Suppose that you've built your Web application in the simplest and most direct manner. For each URL there is a corresponding script, which contains SQL statements, some procedural code in the scripting language (IF statements, basically), and static strings of HTML that will be combined with the values returned from the database to form the completed page. If you break down what is inside a Visual Basic Active Server Page or a Java Server Page or a Perl CGI script, you always find these three items: SQL, IF statements, HTML.

Development of an application with this style of programming is easy. You can see all the relevant code for a page in one text editor buffer. Maintenance is also straightforward. If a user sends in a bug report saying "There is a spelling error on http://www.yourcommunity.org/foo/bar" you know that you need only look in one file in the file system (/foo/bar.asp or /foo/bar.jsp or /foo/bar.pl or whatever) and you are guaranteed to find the source of the user's problem. This goes for SQL and procedural programming errors as well.

What if people want site-wide changes to fonts, colors, headers and footers? This could be easy or hard depending on how you've crafted the system. Suppose that default colors are read from a configuration parameter system and headers, footers, and per-page navigation aids are generated by the page script calling shared procedures. In this happy circumstance, making site-wide changes might take only a few minutes.

What if people want to change the wording of some annotation in the static HTML for a page? Or make a particular headline on one page larger? Or add a bit of white space in one place on one page? This will require a programmer because the static HTML strings associated with that page are embedded in a file that contains SQL and procedural language code. You don't want someone to bring a section of the service down because of a botched attempt to fix a typo or add a hint.

The Small Hammer

The simplest way to separate the programmers from the designers is to create two files for each URL. File 1 contains SQL statements and some procedural code that fills local variables or a data structure with information from the RDBMS. The last statement in File 1 is a call to a procedure that will fetch File 2, a template file that looks like standard HTML with simple references to data prepared in File 1.

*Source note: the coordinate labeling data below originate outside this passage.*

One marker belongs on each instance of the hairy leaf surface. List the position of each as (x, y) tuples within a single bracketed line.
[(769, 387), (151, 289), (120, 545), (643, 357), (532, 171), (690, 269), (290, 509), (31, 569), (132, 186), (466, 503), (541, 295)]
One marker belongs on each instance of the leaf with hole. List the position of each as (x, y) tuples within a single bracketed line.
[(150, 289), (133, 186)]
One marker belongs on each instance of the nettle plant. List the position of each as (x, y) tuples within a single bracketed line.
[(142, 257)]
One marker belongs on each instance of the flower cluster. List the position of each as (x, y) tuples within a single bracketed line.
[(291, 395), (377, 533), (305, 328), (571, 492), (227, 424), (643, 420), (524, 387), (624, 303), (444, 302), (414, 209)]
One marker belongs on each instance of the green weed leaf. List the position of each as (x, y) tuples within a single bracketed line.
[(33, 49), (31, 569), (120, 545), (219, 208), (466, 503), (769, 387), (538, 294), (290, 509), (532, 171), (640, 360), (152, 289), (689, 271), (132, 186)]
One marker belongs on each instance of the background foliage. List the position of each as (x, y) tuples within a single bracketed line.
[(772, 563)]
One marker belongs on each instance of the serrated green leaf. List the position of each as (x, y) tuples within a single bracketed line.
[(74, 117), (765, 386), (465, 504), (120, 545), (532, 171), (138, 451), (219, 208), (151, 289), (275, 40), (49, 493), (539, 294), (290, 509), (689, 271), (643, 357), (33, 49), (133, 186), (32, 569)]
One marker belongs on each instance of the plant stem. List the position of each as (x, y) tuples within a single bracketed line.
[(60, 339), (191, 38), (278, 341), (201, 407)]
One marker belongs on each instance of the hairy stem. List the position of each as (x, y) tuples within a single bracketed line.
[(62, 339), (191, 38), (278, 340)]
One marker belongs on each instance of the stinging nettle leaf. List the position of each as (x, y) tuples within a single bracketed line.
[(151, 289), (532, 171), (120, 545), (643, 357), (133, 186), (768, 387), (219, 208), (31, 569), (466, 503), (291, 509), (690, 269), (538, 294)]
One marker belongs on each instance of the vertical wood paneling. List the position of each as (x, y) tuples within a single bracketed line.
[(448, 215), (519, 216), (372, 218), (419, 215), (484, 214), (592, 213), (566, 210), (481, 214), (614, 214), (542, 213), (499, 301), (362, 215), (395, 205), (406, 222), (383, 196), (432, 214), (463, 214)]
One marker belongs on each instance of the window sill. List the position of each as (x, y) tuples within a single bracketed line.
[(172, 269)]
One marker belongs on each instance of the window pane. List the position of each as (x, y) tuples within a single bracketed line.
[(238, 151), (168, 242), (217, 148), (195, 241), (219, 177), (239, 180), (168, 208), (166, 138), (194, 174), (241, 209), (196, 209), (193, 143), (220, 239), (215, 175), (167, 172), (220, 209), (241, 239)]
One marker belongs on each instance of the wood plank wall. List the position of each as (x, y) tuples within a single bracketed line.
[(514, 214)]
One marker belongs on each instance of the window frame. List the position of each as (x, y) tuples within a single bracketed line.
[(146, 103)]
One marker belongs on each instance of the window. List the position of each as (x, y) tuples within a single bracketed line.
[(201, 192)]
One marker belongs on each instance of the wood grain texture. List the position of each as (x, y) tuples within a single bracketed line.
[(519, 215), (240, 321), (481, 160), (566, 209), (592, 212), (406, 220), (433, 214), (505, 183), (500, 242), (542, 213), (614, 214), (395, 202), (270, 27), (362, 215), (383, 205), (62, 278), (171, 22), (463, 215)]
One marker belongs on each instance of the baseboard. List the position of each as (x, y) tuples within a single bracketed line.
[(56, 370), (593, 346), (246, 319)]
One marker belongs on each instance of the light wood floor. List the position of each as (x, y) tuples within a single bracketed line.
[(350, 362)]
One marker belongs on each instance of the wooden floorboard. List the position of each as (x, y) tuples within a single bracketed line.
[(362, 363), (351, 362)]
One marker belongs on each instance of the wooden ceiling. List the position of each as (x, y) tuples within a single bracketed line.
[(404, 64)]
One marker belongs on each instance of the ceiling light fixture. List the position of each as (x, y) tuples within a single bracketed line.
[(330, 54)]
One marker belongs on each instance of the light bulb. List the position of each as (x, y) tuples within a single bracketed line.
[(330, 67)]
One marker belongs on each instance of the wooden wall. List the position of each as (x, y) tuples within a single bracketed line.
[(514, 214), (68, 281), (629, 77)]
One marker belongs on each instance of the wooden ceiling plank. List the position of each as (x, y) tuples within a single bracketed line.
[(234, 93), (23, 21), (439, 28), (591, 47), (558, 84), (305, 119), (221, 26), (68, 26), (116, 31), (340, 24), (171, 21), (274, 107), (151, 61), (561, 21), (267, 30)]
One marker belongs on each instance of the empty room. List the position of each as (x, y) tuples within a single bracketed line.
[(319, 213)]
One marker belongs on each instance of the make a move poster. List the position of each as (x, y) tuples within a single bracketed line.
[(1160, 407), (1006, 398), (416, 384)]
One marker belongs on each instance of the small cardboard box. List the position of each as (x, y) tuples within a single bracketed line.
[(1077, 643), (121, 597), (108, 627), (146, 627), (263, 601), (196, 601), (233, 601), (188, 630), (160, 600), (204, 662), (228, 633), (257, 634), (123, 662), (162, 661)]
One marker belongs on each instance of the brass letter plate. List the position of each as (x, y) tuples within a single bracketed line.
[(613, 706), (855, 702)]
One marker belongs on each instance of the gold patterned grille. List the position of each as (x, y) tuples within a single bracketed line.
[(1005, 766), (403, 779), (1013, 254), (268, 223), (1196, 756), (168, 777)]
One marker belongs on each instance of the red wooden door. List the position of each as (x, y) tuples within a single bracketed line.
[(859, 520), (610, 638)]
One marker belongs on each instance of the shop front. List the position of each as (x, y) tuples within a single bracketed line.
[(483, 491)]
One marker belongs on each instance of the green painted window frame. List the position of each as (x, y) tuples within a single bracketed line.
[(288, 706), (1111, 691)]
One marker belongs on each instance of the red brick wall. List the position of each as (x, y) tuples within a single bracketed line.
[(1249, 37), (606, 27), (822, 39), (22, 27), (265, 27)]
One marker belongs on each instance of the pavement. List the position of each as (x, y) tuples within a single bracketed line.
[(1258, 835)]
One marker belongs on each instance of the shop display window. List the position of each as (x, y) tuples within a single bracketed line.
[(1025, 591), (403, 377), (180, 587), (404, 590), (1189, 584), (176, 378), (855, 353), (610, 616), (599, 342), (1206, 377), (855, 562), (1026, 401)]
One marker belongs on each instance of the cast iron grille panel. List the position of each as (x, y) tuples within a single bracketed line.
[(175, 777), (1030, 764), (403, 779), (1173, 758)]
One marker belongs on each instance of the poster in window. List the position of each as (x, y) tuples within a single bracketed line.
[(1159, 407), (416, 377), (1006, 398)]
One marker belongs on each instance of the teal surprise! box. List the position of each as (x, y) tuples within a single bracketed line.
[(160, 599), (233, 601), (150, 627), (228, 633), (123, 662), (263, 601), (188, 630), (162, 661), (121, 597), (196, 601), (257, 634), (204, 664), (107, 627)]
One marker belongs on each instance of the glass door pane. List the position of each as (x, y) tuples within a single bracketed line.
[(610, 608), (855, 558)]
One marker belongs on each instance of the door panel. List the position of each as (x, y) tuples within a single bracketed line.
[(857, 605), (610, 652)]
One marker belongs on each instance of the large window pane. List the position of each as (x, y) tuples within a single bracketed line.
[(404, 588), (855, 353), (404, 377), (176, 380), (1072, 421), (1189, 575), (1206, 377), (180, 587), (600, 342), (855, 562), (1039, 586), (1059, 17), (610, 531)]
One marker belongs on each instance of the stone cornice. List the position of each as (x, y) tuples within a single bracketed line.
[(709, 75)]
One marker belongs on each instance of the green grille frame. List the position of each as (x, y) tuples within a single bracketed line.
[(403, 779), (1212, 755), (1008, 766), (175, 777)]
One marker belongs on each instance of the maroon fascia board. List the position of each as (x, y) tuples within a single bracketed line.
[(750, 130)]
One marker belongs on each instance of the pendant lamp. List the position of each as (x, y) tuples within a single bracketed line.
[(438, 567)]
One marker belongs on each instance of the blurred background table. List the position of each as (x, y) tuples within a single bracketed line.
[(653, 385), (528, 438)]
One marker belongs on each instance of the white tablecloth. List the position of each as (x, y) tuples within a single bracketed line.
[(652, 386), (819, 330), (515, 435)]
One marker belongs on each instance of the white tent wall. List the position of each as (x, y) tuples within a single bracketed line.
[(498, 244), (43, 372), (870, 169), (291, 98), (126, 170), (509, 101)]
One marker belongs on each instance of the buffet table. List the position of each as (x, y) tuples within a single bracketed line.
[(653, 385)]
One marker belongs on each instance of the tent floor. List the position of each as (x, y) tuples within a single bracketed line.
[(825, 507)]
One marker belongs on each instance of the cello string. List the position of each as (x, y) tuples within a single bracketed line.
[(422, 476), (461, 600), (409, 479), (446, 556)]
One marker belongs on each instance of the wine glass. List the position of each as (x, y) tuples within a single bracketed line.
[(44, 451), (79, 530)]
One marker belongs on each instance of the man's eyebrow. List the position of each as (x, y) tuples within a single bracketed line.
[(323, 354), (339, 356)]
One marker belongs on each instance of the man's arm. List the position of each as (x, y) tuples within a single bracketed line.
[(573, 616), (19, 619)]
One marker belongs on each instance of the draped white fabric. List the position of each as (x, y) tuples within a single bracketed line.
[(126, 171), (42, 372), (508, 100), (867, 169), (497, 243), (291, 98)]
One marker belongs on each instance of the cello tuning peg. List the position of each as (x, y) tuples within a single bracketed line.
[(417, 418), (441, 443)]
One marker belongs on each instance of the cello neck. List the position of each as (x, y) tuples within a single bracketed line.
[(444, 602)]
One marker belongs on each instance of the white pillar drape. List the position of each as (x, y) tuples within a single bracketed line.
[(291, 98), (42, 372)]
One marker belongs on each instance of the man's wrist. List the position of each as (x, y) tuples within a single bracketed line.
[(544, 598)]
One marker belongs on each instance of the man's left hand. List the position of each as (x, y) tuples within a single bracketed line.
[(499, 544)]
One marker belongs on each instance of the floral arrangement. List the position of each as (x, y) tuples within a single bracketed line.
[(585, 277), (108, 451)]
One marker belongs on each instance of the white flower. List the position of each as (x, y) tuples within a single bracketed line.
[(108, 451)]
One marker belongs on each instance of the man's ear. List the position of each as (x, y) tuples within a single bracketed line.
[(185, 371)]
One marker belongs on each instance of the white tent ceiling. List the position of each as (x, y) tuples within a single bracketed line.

Suppose that File 1 is named index.pl and is a Perl script. By convention, File 2 will be named index.template. In preparing a template, a designer needs to know (a) the names of the variables being set in index.pl, (b) that one references a variable from the template with a dollar sign, e.g., $standard_navbar, and (c) that to send an actual dollar sign or at-sign character to the user it should be escaped with a backslash. The merging of the template and local variables established in index.pl can be accomplished with a single call to Perl's built-in eval procedure, which performs standard Perl string interpolation, i.e., replacing $foo with the value of the variable foo.

The Medium Hammer

If the SQL/procedural script and the HTML template are in separate files in the same directory, there is always a risk that a careless designer will delete, rename, or modify a computer program. It may make more sense to establish a separate directory and give the designers permission only on that parallel tree. For example on photo.net you might have the page scripts in /web/photonet/www/ and templates underneath /web/photonet/templates/. A script at /e-commerce/checkout.tcl finishes by calling the shared procedure return_template. This procedure first invokes the Web server API to find out what URI is being served. A configuration parameter specifies the start of the templates tree. return_template uses the URL plus the template tree root to probe in the file system for a template to evaluate. If found, the template, in AOLserver ADP format (same syntax as Microsoft ASP), is evaluated in the context of return_template's caller, which means that local variables set in the script will be available to the ADP file.

The "medium hammer" approach keeps programmers and designers completely separated from a file system permissioning point of view. It also has the advantage that the shared procedure called at the end of every script can do some poking around. Is this a user who prefers text-only pages? If so, is there a text-only template available? Is this a user who prefers a language other than the site's default? If so, is there a template available in which the annotation is in the user's preferred language?

The SQL Hammer

If a system already has extensive RDBMS-backed facilities for versioning and permissioning, it may seem natural to store templates in a database table. These templates can then be edited from a browser, and changes to templates can be managed as part of a site's overall publishing workflow. If the information architecture of a site is represented explicitly in RDBMS tables (see the Content Management chapter), it may be natural to keep templates and template fragments in the database along with content types, categories, and subcategories.

The Sledgehammer

Back in 1999, Karl Goldstein was the sole programmer building the entire information system for a commercial online community. The managers of the community changed their minds about fifteen times about how the site should look. Every page should have a horizontal navbar. Maybe vertical would be better, actually. But move the navbar on every page from the left to the right. After two or three of these massive changes in direction, Goldstein developed an elegant and efficient system: Here's an example of how what the user viewed would be divided by master and slave templates:

LogoAd Banner
Navigation/Context Bar
Section
Links

 

 

CONTENT
AREA

 

 

Footer


Content in gray is derived from the master template. Note that doesn't mean that it is static or not page-specific. If a template is an ASP or JSP fragment it can execute arbitrarily complex computer programs to generate what appears within its portion of the page. Content in aqua comes from the per-page template.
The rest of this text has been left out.